In the May 2018 Federal Budget, the government announced a $294 million package for increased airport security – with $50.1 million earmarked over the next four years for upgrades to 64 regional airports.
Not all regional areas will benefit, however. Many in Griffith in the Riverina region of NSW are disappointed to discover that their airport will be missing out. “I was quite shocked actually, as I would have thought it made sense to apply that support here,” says Paul Pierotti, president of the Griffith Business Chamber.
Security is a prerequisite for airports that receive passenger aircraft exceeding 20 tonnes. Rex is currently the sole carrier operating from Griffith, flying an aircraft that is under the 20-tonne limit.
“We would like the state or federal government to fund security implementation into Griffith Airport,” Paul says, arguing that this will enable growth, competition and better access. He adds that annual passenger numbers, currently around 70,000, are projected to reach 120,000 by 2025.

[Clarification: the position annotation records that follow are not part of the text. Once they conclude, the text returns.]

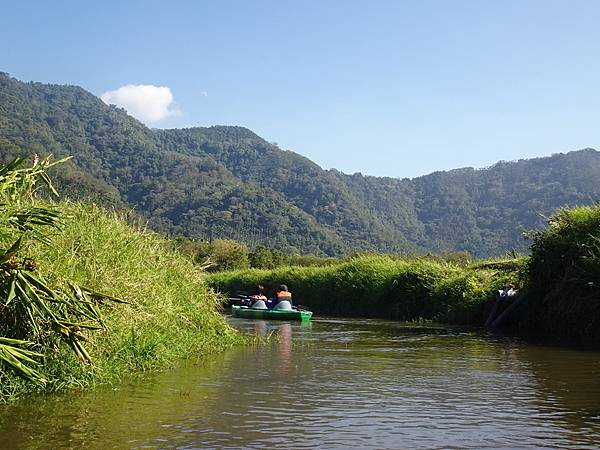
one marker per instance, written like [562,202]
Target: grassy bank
[381,286]
[564,279]
[170,312]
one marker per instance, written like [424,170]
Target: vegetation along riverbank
[87,298]
[560,281]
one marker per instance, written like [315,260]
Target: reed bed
[88,299]
[381,286]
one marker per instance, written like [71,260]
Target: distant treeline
[227,254]
[560,282]
[228,183]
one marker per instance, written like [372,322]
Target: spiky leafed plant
[34,314]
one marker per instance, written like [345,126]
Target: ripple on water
[338,384]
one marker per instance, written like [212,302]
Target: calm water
[337,384]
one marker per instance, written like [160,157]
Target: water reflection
[337,384]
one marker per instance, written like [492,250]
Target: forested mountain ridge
[228,182]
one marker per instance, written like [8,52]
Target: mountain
[228,182]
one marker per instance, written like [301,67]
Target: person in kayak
[259,298]
[282,299]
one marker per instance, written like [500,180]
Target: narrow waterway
[336,383]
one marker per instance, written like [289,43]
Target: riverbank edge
[171,314]
[559,284]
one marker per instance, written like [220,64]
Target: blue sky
[387,88]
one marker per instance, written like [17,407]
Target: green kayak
[273,314]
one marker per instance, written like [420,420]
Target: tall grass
[170,312]
[381,286]
[564,278]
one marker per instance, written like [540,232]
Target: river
[336,383]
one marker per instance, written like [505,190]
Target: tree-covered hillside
[228,182]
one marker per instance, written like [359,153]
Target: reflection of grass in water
[135,412]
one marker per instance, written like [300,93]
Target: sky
[386,88]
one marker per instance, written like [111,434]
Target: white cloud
[145,102]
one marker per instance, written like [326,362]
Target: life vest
[284,295]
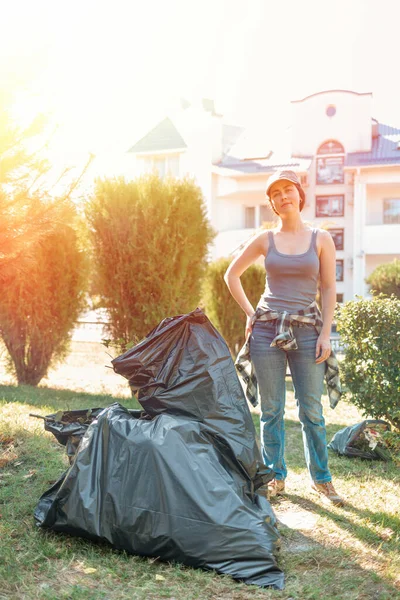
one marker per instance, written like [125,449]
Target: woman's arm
[250,253]
[328,293]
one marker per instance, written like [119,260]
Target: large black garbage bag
[176,486]
[362,440]
[184,367]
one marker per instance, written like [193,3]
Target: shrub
[370,330]
[150,240]
[385,279]
[222,309]
[41,298]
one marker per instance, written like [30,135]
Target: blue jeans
[308,378]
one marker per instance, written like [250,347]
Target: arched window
[330,163]
[331,147]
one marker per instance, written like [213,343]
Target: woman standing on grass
[287,326]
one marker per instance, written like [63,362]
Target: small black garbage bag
[180,485]
[68,427]
[362,440]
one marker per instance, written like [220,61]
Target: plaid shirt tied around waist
[285,340]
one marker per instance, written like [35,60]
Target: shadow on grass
[364,533]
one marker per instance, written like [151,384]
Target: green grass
[348,553]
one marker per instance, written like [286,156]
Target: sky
[108,71]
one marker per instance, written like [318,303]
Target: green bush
[42,295]
[370,330]
[150,239]
[385,279]
[222,309]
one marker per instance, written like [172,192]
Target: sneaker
[327,493]
[276,487]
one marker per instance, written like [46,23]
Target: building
[349,165]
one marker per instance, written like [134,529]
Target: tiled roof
[384,149]
[164,136]
[266,165]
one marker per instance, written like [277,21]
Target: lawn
[327,552]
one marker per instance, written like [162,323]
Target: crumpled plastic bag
[362,440]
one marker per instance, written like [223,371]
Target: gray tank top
[291,279]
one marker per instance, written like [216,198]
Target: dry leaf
[89,570]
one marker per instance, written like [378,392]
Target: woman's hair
[301,194]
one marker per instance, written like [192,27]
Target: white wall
[351,125]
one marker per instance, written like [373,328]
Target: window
[162,164]
[331,147]
[249,217]
[330,170]
[391,211]
[338,238]
[266,214]
[329,206]
[339,269]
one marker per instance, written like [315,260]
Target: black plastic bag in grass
[68,427]
[161,488]
[181,485]
[363,440]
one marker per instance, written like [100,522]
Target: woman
[287,326]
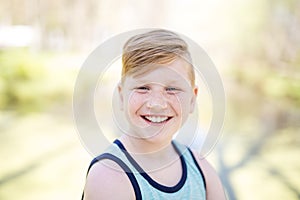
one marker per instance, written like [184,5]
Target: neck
[150,155]
[138,146]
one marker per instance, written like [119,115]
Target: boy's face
[156,104]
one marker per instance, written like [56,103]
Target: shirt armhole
[134,183]
[198,167]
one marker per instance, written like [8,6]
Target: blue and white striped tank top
[191,184]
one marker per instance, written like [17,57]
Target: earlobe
[194,99]
[120,96]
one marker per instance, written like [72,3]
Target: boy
[157,93]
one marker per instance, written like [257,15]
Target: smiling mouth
[156,119]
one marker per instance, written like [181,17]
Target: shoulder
[214,188]
[107,180]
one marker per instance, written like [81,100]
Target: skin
[164,93]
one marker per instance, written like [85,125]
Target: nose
[156,100]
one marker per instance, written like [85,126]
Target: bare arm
[104,182]
[214,188]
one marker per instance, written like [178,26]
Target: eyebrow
[142,81]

“Our airport was upgraded only a couple of years ago, including the tarmac and the parking area for certain larger jets. It’s also security-ready,” he says.
The city of Griffith bills itself as the regional capital of the Western Riverina, the largest winemaking area in the state and a major growing district of rice, cotton, citrus, almonds, walnuts, chickens and more. As Griffith is a six-and-a-half-hour drive from Sydney and five hours from Melbourne, transport is vitally important to the economy.
Paul says a Griffith Business Chamber poll revealed that 92% of local businesses would be prepared to pay a $10 ticket surcharge to support security implementation at the airport.
“We will need security at some point,” he says. “For all public passenger transport options that go into major metropolitan cities, it’s inevitable.”